Todo o nada

En ocasiones puede parecer que todo está perdido. Pero no olvides que siempre quedas tú

Allá donde fijara su vista el horizonte le devolvía infinito. Un sol timorato se abría paso a través de oscuras nubes que prometían cobrarse venganza por ese instante de calma. El blanco níveo le recordaba su tierra natal, Siberia. A media hora caminando hacia el sur se encontraba la Base antártica Novolazárevskaya.

Rógozov decidió retornar. Había disfrutado de un apacible descanso y debía volver al trabajo. Se percibía, además, con cierto frío y malestar.

Por el camino recordó su paso por el Instituto médico pediátrico de Leningrado. Tras licenciarse como galeno inició su formación como cirujano aunque antes del año se le presentó una oportunidad que no pudo rechazar. Y fue así como, jugando con una baraja de naipes desconocidos, terminó viviendo la aventura antártica. Leonid era el único médico en un radio de más de 3000 km.

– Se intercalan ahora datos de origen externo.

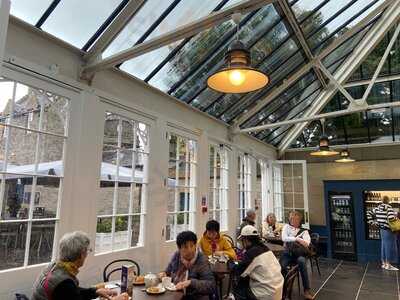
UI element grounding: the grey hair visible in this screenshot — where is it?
[59,231,90,262]
[246,209,256,217]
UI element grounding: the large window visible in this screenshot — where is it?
[96,113,149,253]
[237,154,252,222]
[0,78,69,270]
[209,145,229,231]
[166,133,197,240]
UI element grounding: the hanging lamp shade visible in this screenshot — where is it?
[335,149,355,163]
[207,40,269,94]
[310,135,339,156]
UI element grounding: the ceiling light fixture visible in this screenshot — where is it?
[335,149,356,163]
[310,120,339,156]
[207,13,269,94]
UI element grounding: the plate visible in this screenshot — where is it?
[146,287,166,295]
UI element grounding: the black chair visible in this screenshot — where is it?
[103,259,140,282]
[15,293,29,300]
[282,265,299,300]
[308,233,321,276]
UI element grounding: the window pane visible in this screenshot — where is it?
[42,0,121,48]
[10,0,52,25]
[95,218,112,253]
[28,221,55,265]
[0,222,28,270]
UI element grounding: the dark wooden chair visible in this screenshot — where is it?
[282,265,299,300]
[103,259,140,282]
[308,233,321,276]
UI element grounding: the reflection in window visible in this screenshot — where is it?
[166,133,197,241]
[208,145,229,231]
[95,113,149,253]
[0,80,69,270]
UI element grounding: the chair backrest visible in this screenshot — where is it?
[282,265,299,300]
[15,293,29,300]
[103,259,140,282]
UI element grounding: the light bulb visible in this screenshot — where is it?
[228,70,246,86]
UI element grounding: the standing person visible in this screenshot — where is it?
[158,231,215,300]
[280,211,314,299]
[262,213,283,237]
[367,196,399,271]
[232,225,284,300]
[32,231,129,300]
[236,209,257,237]
[199,220,236,260]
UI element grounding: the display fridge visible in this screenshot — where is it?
[328,192,357,260]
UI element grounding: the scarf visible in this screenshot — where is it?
[57,261,79,277]
[172,249,199,284]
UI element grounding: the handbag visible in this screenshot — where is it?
[286,229,311,257]
[388,218,400,232]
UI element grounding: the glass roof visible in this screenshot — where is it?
[11,0,394,147]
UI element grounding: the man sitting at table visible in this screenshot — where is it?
[280,211,314,299]
[199,220,236,260]
[232,225,283,300]
[32,231,129,300]
[159,231,215,300]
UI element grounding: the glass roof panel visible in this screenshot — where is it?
[10,0,53,25]
[207,38,298,121]
[121,0,223,80]
[102,0,173,58]
[172,5,279,102]
[41,0,121,48]
[223,51,304,122]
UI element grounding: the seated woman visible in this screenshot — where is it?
[199,220,236,260]
[32,231,129,300]
[159,231,215,300]
[232,225,283,300]
[262,213,283,239]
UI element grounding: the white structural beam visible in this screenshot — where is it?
[232,0,395,131]
[278,1,400,155]
[83,0,275,74]
[362,24,400,101]
[278,0,327,88]
[84,0,146,61]
[240,101,400,133]
[0,0,10,75]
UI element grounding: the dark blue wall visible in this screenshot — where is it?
[324,179,400,262]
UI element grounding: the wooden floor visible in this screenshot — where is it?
[292,259,400,300]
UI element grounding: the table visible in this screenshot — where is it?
[266,243,285,256]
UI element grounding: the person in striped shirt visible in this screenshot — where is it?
[367,196,399,271]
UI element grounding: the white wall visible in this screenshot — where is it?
[0,18,276,299]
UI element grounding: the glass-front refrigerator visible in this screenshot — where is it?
[328,192,357,260]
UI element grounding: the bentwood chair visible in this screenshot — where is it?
[103,259,140,282]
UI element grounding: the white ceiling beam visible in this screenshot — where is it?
[83,0,146,62]
[232,0,395,131]
[83,0,275,77]
[279,0,400,156]
[240,101,400,133]
[0,0,11,75]
[362,24,400,101]
[278,0,327,88]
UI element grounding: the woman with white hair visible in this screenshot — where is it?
[32,231,129,300]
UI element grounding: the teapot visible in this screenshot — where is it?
[144,273,158,289]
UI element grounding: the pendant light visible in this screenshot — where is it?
[310,120,339,156]
[335,149,356,163]
[207,14,269,94]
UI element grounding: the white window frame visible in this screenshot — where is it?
[237,154,253,223]
[165,129,199,242]
[208,144,229,232]
[0,77,70,273]
[272,160,310,228]
[95,107,151,255]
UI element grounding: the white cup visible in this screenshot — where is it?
[161,277,172,288]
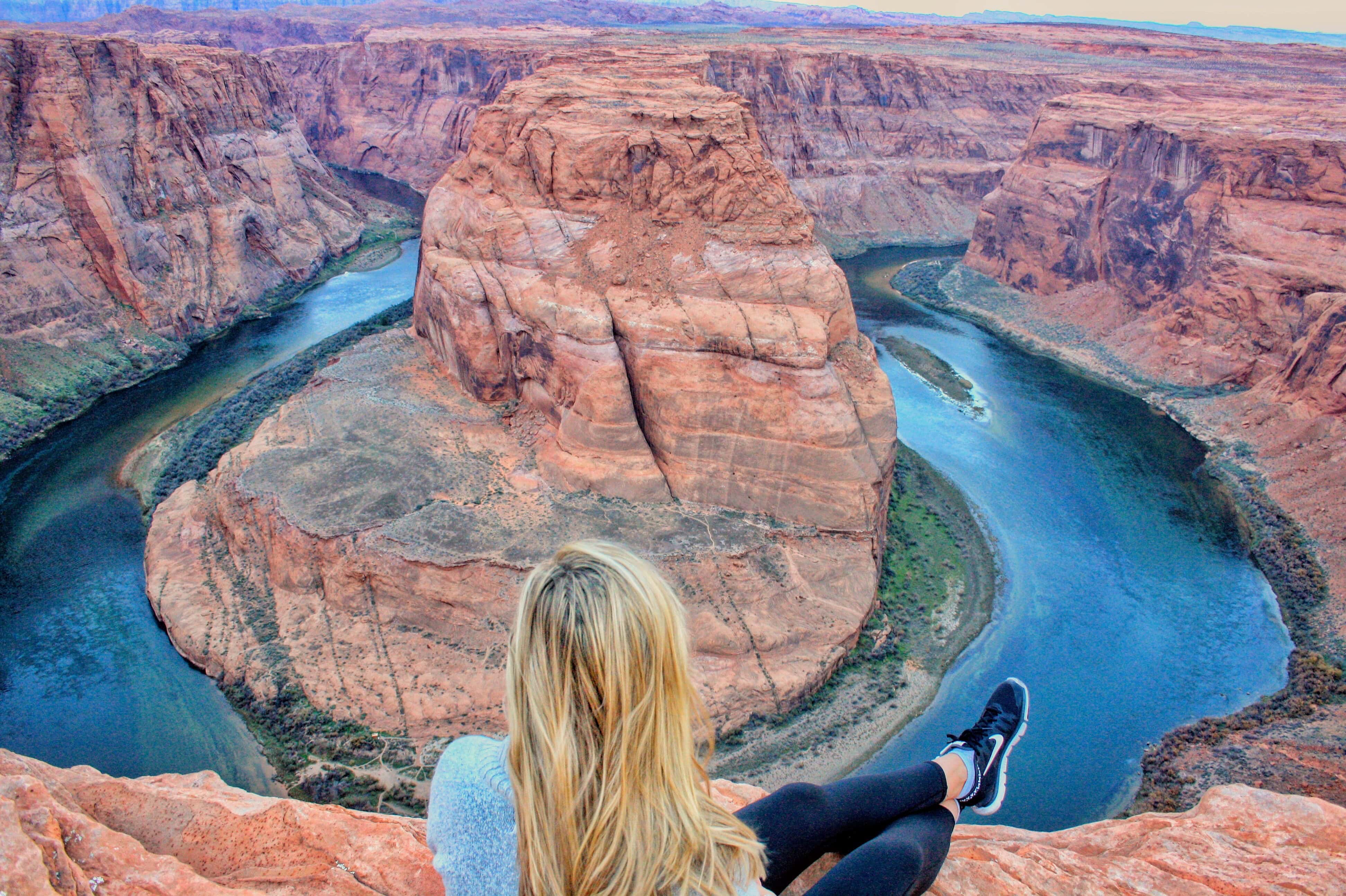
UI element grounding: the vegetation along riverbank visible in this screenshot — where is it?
[892,258,1346,815]
[712,442,997,790]
[0,212,419,460]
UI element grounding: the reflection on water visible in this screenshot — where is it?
[0,240,419,791]
[841,250,1290,830]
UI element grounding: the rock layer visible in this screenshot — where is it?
[10,751,1346,896]
[0,31,401,455]
[941,83,1346,810]
[0,31,362,339]
[145,69,897,743]
[145,332,876,743]
[966,91,1346,390]
[416,67,895,533]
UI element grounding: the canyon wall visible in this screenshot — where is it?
[705,44,1079,254]
[10,751,1346,896]
[416,73,895,531]
[939,83,1346,810]
[0,31,385,451]
[264,27,1081,254]
[145,66,897,743]
[965,89,1346,390]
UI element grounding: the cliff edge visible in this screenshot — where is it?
[0,751,1346,896]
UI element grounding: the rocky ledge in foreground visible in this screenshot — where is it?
[145,69,897,775]
[0,749,1346,896]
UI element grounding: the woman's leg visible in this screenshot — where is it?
[808,802,957,896]
[738,756,947,893]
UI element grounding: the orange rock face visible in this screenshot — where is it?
[941,83,1346,807]
[416,67,895,531]
[145,69,897,743]
[966,90,1346,390]
[0,749,444,896]
[0,751,1346,896]
[0,31,362,342]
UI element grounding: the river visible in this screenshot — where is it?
[0,240,419,792]
[841,241,1291,830]
[0,241,1290,829]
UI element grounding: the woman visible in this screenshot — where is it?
[428,541,1028,896]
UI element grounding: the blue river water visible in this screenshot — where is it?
[841,249,1291,830]
[0,240,419,792]
[0,241,1290,829]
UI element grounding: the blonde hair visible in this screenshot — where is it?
[505,541,765,896]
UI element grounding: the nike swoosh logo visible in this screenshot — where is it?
[987,735,1006,768]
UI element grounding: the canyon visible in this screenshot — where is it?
[0,31,409,454]
[0,3,1346,861]
[939,86,1346,808]
[0,751,1346,896]
[145,66,897,747]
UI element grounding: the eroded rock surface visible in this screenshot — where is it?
[0,31,401,452]
[416,67,895,533]
[145,324,876,743]
[939,85,1346,808]
[0,31,362,339]
[145,70,897,743]
[966,91,1346,390]
[0,749,444,896]
[0,751,1346,896]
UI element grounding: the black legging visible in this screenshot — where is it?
[738,763,953,896]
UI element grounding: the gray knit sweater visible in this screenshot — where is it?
[427,735,760,896]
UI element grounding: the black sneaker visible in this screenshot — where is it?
[939,678,1028,815]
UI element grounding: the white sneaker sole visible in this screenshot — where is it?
[969,678,1030,815]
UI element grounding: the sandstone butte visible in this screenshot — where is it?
[0,31,401,452]
[0,751,1346,896]
[145,67,897,743]
[941,85,1346,807]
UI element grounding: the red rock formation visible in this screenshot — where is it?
[965,88,1346,390]
[416,67,894,531]
[145,69,895,741]
[0,749,444,896]
[705,47,1081,254]
[145,332,891,743]
[0,751,1346,896]
[264,36,549,192]
[942,85,1346,808]
[0,31,362,340]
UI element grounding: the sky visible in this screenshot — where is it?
[804,0,1346,34]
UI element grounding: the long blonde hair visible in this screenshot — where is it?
[505,541,765,896]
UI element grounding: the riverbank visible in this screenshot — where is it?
[712,442,997,790]
[892,258,1346,815]
[0,218,419,462]
[117,230,413,513]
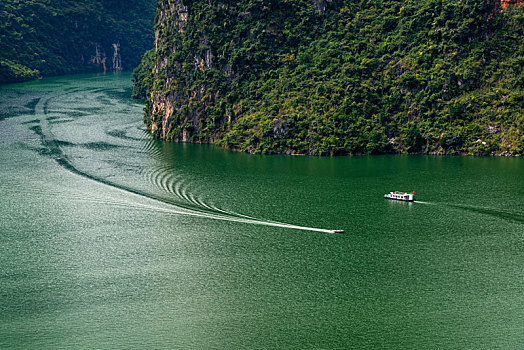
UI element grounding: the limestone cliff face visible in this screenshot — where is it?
[146,0,332,142]
[141,0,524,155]
[500,0,524,10]
[88,42,124,73]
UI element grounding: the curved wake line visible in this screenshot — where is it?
[35,97,334,233]
[55,157,334,233]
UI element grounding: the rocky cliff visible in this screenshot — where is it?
[142,0,524,155]
[0,0,156,83]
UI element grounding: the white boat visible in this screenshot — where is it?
[384,191,415,202]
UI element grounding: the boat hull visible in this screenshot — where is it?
[384,194,415,202]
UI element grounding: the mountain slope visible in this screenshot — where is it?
[136,0,524,155]
[0,0,156,83]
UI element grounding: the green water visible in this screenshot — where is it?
[0,74,524,349]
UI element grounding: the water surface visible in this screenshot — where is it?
[0,74,524,349]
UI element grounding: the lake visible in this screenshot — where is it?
[0,74,524,349]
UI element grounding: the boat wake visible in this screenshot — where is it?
[33,93,341,233]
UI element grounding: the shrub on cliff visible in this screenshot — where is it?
[137,0,524,155]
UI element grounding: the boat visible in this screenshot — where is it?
[384,191,415,202]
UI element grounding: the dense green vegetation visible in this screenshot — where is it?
[135,0,524,155]
[132,49,155,99]
[0,0,156,83]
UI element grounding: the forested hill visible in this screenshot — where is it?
[0,0,156,83]
[135,0,524,155]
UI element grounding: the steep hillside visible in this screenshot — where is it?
[135,0,524,155]
[0,0,156,83]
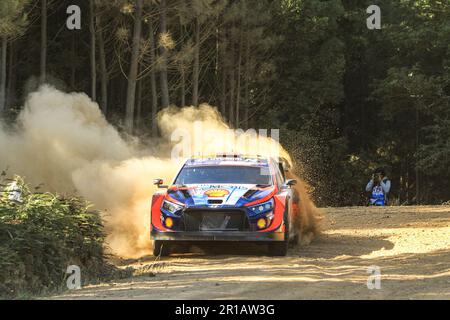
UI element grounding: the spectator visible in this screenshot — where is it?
[366,168,391,206]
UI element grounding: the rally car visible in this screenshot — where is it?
[151,154,299,256]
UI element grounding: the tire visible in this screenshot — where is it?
[269,209,289,257]
[153,240,170,257]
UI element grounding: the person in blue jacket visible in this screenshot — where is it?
[366,168,391,206]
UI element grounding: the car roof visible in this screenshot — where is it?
[185,154,269,167]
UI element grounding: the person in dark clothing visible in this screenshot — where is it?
[366,168,391,206]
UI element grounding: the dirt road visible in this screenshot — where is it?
[53,206,450,299]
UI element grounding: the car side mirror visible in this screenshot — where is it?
[285,179,297,188]
[153,179,167,189]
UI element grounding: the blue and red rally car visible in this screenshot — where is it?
[151,155,299,256]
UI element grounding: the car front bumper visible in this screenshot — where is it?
[151,229,284,242]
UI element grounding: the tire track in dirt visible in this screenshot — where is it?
[52,206,450,299]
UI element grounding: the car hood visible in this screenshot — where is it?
[167,184,274,208]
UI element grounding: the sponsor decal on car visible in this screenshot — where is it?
[204,189,230,198]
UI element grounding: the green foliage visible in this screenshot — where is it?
[0,0,29,38]
[0,178,107,297]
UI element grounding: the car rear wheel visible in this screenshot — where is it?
[153,240,170,257]
[269,212,289,257]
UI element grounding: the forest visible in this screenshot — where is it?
[0,0,450,206]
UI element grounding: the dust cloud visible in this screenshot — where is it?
[0,86,317,258]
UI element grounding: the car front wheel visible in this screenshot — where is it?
[153,240,170,257]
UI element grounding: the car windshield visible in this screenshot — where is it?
[175,166,272,185]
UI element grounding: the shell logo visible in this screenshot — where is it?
[204,189,230,198]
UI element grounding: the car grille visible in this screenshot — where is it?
[182,209,249,231]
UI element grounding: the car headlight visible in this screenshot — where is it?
[248,199,274,215]
[162,200,183,213]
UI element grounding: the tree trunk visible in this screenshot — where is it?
[135,66,143,130]
[70,32,77,90]
[125,0,143,133]
[228,26,236,127]
[244,38,250,129]
[192,18,200,107]
[6,42,17,107]
[236,33,242,128]
[97,16,109,116]
[40,0,47,84]
[0,37,8,116]
[89,0,97,101]
[219,24,227,118]
[180,66,186,107]
[149,22,158,137]
[414,106,421,204]
[160,0,170,108]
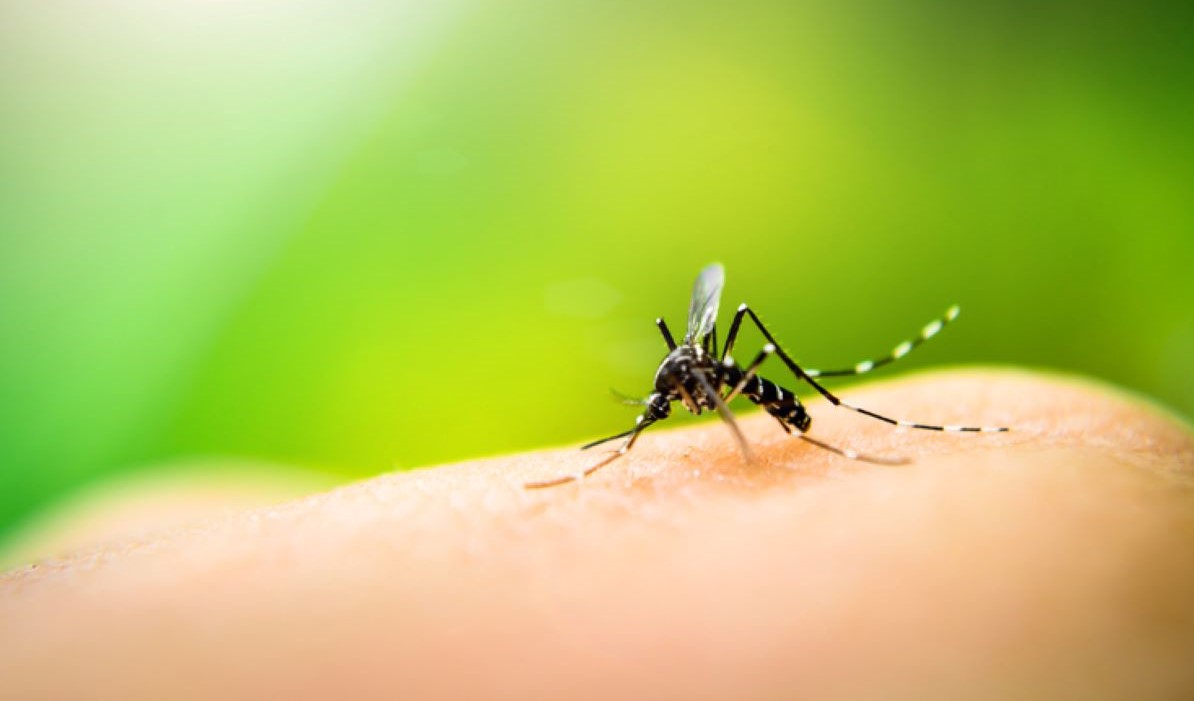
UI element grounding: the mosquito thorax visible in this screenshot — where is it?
[654,345,707,394]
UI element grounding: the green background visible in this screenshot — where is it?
[0,0,1194,540]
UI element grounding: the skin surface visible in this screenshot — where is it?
[0,370,1194,699]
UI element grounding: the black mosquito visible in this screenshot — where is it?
[525,263,1008,490]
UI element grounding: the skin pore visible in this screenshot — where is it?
[0,369,1194,699]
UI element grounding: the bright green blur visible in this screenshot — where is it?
[0,0,1194,537]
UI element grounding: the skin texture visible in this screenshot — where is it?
[0,370,1194,699]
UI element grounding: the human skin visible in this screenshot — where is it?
[0,370,1194,699]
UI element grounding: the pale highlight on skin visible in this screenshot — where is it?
[0,370,1194,699]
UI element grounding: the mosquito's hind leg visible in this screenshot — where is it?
[805,305,959,377]
[726,305,1008,433]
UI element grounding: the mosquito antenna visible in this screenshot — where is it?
[609,387,647,406]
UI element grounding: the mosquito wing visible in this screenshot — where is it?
[684,263,726,344]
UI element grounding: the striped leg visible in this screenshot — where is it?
[739,367,910,465]
[722,343,775,404]
[726,303,1008,433]
[523,419,656,490]
[805,305,959,377]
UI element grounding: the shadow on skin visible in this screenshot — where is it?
[0,370,1194,699]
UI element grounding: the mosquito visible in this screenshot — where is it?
[524,263,1008,490]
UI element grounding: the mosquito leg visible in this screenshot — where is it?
[796,433,911,465]
[693,370,753,462]
[656,316,676,350]
[724,343,775,404]
[718,303,746,363]
[523,419,656,490]
[805,305,958,377]
[730,305,1008,433]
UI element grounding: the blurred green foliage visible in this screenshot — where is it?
[0,0,1194,535]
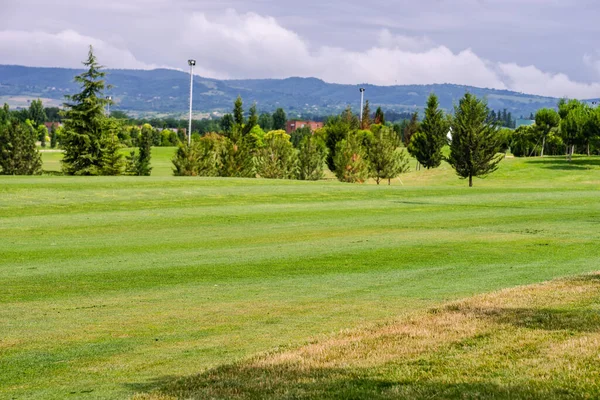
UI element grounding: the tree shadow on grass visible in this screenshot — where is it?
[525,157,600,171]
[454,308,600,333]
[132,363,575,400]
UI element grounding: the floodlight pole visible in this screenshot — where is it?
[358,88,365,124]
[106,96,112,117]
[188,60,196,146]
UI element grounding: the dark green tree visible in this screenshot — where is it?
[368,127,408,185]
[0,120,42,175]
[448,93,503,187]
[360,100,371,130]
[408,93,450,169]
[535,108,560,157]
[402,111,419,147]
[29,99,48,126]
[100,118,125,176]
[273,108,287,131]
[374,107,385,125]
[62,46,107,175]
[298,135,327,181]
[258,113,276,132]
[221,114,235,136]
[243,103,258,136]
[233,96,244,126]
[334,133,371,183]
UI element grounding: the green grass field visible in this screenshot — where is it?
[0,149,600,399]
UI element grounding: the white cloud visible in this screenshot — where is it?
[0,30,157,69]
[0,9,600,98]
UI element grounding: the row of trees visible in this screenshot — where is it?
[506,99,600,161]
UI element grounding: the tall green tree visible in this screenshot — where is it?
[360,100,371,130]
[535,108,560,157]
[334,133,371,183]
[0,120,42,175]
[62,46,107,175]
[374,107,385,125]
[402,111,419,148]
[368,127,408,185]
[298,135,327,181]
[233,96,244,127]
[243,103,258,136]
[408,93,450,169]
[258,113,273,132]
[29,99,48,126]
[273,108,287,131]
[448,93,503,187]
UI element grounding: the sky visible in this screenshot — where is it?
[0,0,600,98]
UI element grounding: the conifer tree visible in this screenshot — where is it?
[402,111,419,147]
[62,46,107,175]
[368,127,408,185]
[273,108,287,131]
[408,93,450,169]
[334,133,370,183]
[100,118,125,176]
[0,121,42,175]
[298,134,327,181]
[374,107,385,125]
[448,93,503,187]
[233,96,244,126]
[360,100,371,130]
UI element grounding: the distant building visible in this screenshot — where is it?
[44,122,62,131]
[285,121,323,135]
[515,119,535,129]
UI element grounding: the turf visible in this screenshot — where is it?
[134,274,600,400]
[0,149,600,399]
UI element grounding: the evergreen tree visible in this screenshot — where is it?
[50,125,58,149]
[448,93,502,186]
[402,111,419,147]
[28,99,48,126]
[360,100,371,130]
[298,135,327,181]
[37,125,48,147]
[221,114,235,136]
[62,46,106,175]
[368,127,408,185]
[233,96,244,126]
[375,107,385,125]
[408,93,450,169]
[334,133,370,183]
[243,103,258,136]
[258,113,276,132]
[255,131,298,179]
[0,121,42,175]
[100,118,124,176]
[273,108,287,131]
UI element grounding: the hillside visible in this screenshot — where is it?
[0,65,572,118]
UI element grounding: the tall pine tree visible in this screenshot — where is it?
[408,93,449,169]
[62,46,107,175]
[448,93,503,186]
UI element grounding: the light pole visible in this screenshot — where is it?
[106,96,112,117]
[358,88,365,124]
[188,60,196,146]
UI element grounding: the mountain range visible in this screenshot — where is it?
[0,65,580,118]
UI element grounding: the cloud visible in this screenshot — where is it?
[0,30,157,69]
[0,8,600,98]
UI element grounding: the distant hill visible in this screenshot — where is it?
[0,65,576,118]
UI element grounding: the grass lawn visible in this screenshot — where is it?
[0,149,600,399]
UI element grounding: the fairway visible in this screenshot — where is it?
[0,155,600,399]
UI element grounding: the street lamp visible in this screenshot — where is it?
[358,88,365,124]
[106,96,112,117]
[188,60,196,146]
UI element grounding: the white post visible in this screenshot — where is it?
[188,60,196,146]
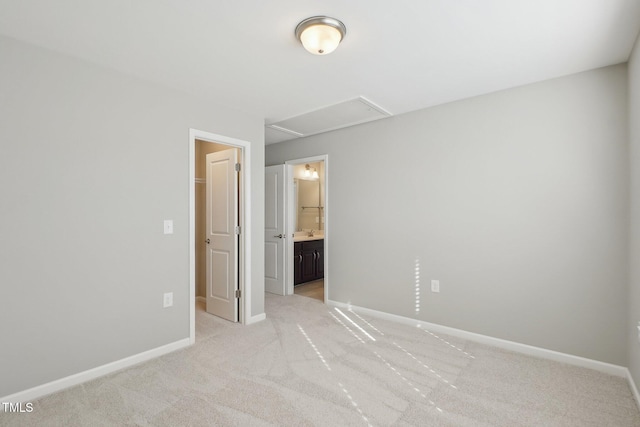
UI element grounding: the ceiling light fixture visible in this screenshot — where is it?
[296,16,347,55]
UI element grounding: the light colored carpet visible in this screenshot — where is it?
[293,279,324,301]
[0,295,640,427]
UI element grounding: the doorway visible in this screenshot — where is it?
[189,129,250,343]
[285,155,329,303]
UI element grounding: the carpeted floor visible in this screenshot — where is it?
[0,295,640,427]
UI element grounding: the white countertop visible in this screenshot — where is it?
[293,234,324,242]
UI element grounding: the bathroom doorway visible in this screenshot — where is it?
[285,155,329,303]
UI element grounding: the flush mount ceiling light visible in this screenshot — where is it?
[296,16,347,55]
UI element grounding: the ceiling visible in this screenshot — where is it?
[0,0,640,143]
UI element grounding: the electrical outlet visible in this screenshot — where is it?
[162,292,173,308]
[431,280,440,292]
[164,219,173,234]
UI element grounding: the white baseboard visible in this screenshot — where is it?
[0,338,190,403]
[245,313,267,325]
[327,300,637,378]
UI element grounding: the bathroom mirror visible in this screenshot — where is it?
[295,179,324,231]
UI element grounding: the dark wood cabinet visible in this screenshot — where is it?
[293,239,324,285]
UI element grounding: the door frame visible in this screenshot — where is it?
[189,129,251,344]
[284,154,330,304]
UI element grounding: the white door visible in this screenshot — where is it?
[206,149,239,322]
[264,165,292,295]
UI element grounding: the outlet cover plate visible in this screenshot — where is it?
[431,280,440,292]
[162,292,173,308]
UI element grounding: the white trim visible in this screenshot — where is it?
[627,369,640,408]
[327,301,628,378]
[0,338,190,403]
[284,154,331,304]
[245,313,267,325]
[188,129,251,336]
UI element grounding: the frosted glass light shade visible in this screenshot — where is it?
[296,16,347,55]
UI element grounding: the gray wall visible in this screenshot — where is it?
[0,37,264,396]
[628,36,640,387]
[266,65,629,365]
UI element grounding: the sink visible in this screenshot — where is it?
[293,231,324,242]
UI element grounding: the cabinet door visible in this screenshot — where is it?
[293,242,302,286]
[302,245,317,282]
[316,246,324,279]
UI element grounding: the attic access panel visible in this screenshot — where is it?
[267,97,391,137]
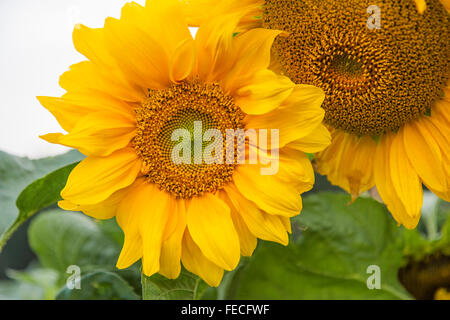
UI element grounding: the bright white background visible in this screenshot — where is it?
[0,0,145,158]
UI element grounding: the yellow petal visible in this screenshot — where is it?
[41,111,136,157]
[374,134,420,229]
[221,29,282,93]
[137,183,172,277]
[233,148,314,217]
[195,12,248,82]
[235,69,295,115]
[58,187,132,220]
[116,178,147,269]
[414,0,427,14]
[159,200,186,279]
[219,191,258,257]
[245,85,329,148]
[72,24,115,67]
[287,125,331,153]
[390,128,423,217]
[59,61,142,102]
[170,39,197,83]
[181,0,264,32]
[225,184,289,245]
[187,193,240,270]
[315,130,376,200]
[403,119,447,192]
[61,148,142,205]
[181,229,223,287]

Llegó a la base con más dificultad de lo que hubiese pensado. El malestar seguía creciendo y poco a poco se fue instaurando en el cuadrante inferior derecho del abdomen un dolor sordo. Ese mordisco creciente confirmó al joven oficial sus temidas sospechas: apendicitis aguda. La mañana del 30 de abril de 1961 trajo consigo una formidable tempestad y la certeza de que la infección se había extendido hasta el peritoneo. Ningún tratamiento médico lo salvaría. Sólo una intervención urgente podría ayudarlo a conservar la vida. La necesidad era extrema y las alternativas cada vez menores. Aislados por tierra, mar y aire resultaba imposible que Rógozov recibiese ninguna ayuda que no fuese la suya propia. Burlando al miedo el inexperto cirujano decidió operarse a si mismo. Como ayudantes dispuso del meteorólogo y un conductor de tractores. En posición recostada y con un espejo para ver las partes menos accesibles Leonid se inyectó anestesia local, abrió su cavidad abdominal y durante hora y media practicó una cirugía jamás pensada.

Febril, con momentos de seminconsciencia, soportando gran dolor y perforando por error el intestino grueso Rógozov guió sus manos con la esperanza de que su vida siguiera la estela que trazaba el bisturí. Tras la intervención cayó en un estupor catatónico que hizo a sus compañeros temer por su vida. Dos semanas después, sin embargo, se encontraba totalmente recuperado.

Como psiquiatra se me agolpan las reflexiones. Me quedo con esta: Hay ocasiones en que la salvación sólo proviene de nosotros mismos. Todo o nada, tú decides.